Stuttgart - Für die Debatte um den Stresstest zum Bahnprojekt Stuttgart 21 gilt ein neuer Zeitplan. Die Schweizer Gutachter der Firma sma schließen ihre Bewertung zur Leistungsfähigkeit des neuen Durchgangsbahnhofs erst am 21. und nicht am 12. Juli ab. Die Bahn wird ihre Auftragsvergaben bis Ende Juli verzögern.

Knapp drei Stunden moderierte der Stuttgart-21-Schlichter Heiner Geißler am Freitag zwischen Bahn, Land, den Befürwortern des Tiefbahnhof-Konzepts und dem Aktionsbündnis der Gegner.

Als der 81-Jährige um 11.30 Uhr im Rathaus vor die Mikrofone trat, gab es eine Überraschung: Die Bahn, sagte Geißler, werde nicht, wie mehrfach angekündigt, am 15. Juli Bauaufträge vergeben.
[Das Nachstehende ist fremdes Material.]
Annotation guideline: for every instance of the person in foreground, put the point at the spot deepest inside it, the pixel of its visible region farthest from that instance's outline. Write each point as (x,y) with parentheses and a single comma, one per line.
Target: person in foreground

Das werde "erst nach der öffentlichen Präsentation des Bahnhofs-Gutachtens geschehen".

Nichtöffentliche Informationsveranstaltung mit allen Parteien

Bis Freitag hatte Bahn-Chef Rüdiger Grube jedes Entgegenkommen abgelehnt. Wenn am 15. Juli keine Bauverträge unterschrieben würden, müsse die Bahn ihre europäischen Ausschreibungen komplett wiederholen. Sie verliere damit 18 Monate. Das hatte Grube am 6. Juni im Interview mit unserer Zeitung gesagt. Nun gelten plötzlich andere Zeitpläne.

Ist die Verschiebung ein Etappensieg für die Gegner? Mitnichten. Der neue Fahrplan sei nicht dem Aktionsbündnis geschuldet, so Geißler. "Die Verzögerung ergibt sich aus der Tatsache, dass die Firma sma ihr Testat erst am 21. Juli abgeben kann", erläutert der frühere CDU-Generalsekretär. Die Firma sei die "bahntechnisch versierteste Institution in Europa", von allen anerkannt. Sie solle die nötige Zeit erhalten.
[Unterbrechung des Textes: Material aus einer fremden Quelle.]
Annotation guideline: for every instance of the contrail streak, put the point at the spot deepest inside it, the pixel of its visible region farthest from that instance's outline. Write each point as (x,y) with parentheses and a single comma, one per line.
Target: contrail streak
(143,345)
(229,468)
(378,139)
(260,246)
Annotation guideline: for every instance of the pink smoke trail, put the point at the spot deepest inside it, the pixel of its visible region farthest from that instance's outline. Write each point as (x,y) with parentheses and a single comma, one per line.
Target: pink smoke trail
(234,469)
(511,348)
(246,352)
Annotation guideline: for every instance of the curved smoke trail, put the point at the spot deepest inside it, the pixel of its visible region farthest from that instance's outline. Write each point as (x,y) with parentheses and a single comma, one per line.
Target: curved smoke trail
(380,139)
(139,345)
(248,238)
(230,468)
Am 19. Juli will Geißler nochmals in eine nichtöffentliche Informationsveranstaltung mit allen Parteien und den Gutachtern gehen. Ende Juli sollen sich die Streitparteien dann zum öffentlichen Schlagabtausch treffen. Einen genauen Termin gibt es nicht.

Gegner sehen Verschiebung als Teilerfolg

Am Nachmittag wertet das Aktionsbündnis der Gegner die Verschiebung zwar als einen "Teilerfolg", Sprecherin Brigitte Dahlbender ist allerdings bewusst, dass die Gegner kaum Zeit gewonnen haben. Wenn das Testat am 21. Juli überreicht wird, bleiben ihnen bis Monatsende zehn Tage zur Vorbereitung der öffentlichen Debatte. Dahlbender hat zuletzt wenigstens drei Wochen Vorbereitungszeit für ihr Bündnis reklamiert. Dabei bleibt sie: "Wir können uns nicht vorstellen, uns ein paar Tage nach der Übergabe der Dokumente an einer öffentlichen Debatte zu beteiligen", sagt Dahlbender.
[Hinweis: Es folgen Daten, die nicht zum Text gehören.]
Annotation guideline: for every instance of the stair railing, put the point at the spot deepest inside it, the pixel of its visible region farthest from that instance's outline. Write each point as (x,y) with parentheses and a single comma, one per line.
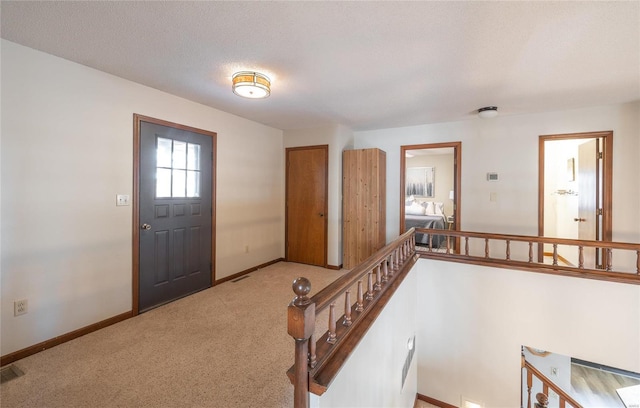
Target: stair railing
(620,261)
(547,384)
(319,355)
Ob das Aktionsbündnis letztlich an der öffentlichen Stresstest-Debatte teilnimmt, lässt Dahlbender weiter offen. Sie sieht die Bahn unter Druck. Dass die Verschiebung nun "ohne millionenschwere Verluste und massive Bauzeitverzögerung" machbar sei, müsse zu denken geben. Die Bahn gerate nach dem jüngsten Kostenvertuschungsskandal jetzt "noch mehr in eine Glaubwürdigkeitskrise".

Dem Eindruck, dass sein Vorgesetzter Rüdiger Grube eingeknickt ist oder sich mit dem zwingenden Vergabetermin 15. Juli (Grube: "Kein Spielraum mehr") Fakten zurechtgebogen hat, versucht Bahn-Technikvorstand Volker Kefer am Nachmittag in einer Telefonkonferenz gegenüber den Medien zu begegnen.

31. Juli der "spätmöglichste Termin"

"Wir halten an unserem Fahrplan fest", beteuert Kefer. Der 15. Juli diene der "Vergabeklarheit". Den unterlegenen Bietern für den Fildertunnel und die Röhren nach Ober- und Untertürkheim werde an diesem Tag abgesagt. Damit laufe für sie die zweiwöchige Einspruchsfrist. Am 31.Juli werde die Bahn Rohbauaufträge im Wert von 700 bis 750 Millionen Euro "final vergeben". Das sei der "spätmöglichste Termin", sagt Kefer. "Ich bin nicht sma, ich gehe davon aus, dass der 21. Juli gehalten wird, das ist ein ziemlich harter Termin", schränkt er ein.

Theoretisch könnten die Aufträge sogar wieder kassiert werden. Sollte der von der grün-roten Landesregierung geplante Volksentscheid den auf 4,1 Milliarden Euro veranschlagten Bahnhofs- und Streckenbau tatsächlich gefährden, "fallen nicht die vollen Baukosten an", sagt Kefer.

Tatsächlich bauen werde die Bahn erst dann, wenn alle Tunnelaufträge und der für den Tiefbahnhofs unterschrieben sind. "Dann definieren wir den Beginn der Grundwasserhaltung", so Kefer. Bestimmen wird den allerdings nicht die Bahn, sondern die Aufsichtsbehörde Eisenbahn-Bundesamt (EBA). Beim EBA hat die Bahn die Doppelte der bisher erlaubten Wassermenge abzupumpen beantragt. Auch soll das Tunnelbauverfahren geändert werden. Die nötigen Freigaben dazu fehlen noch.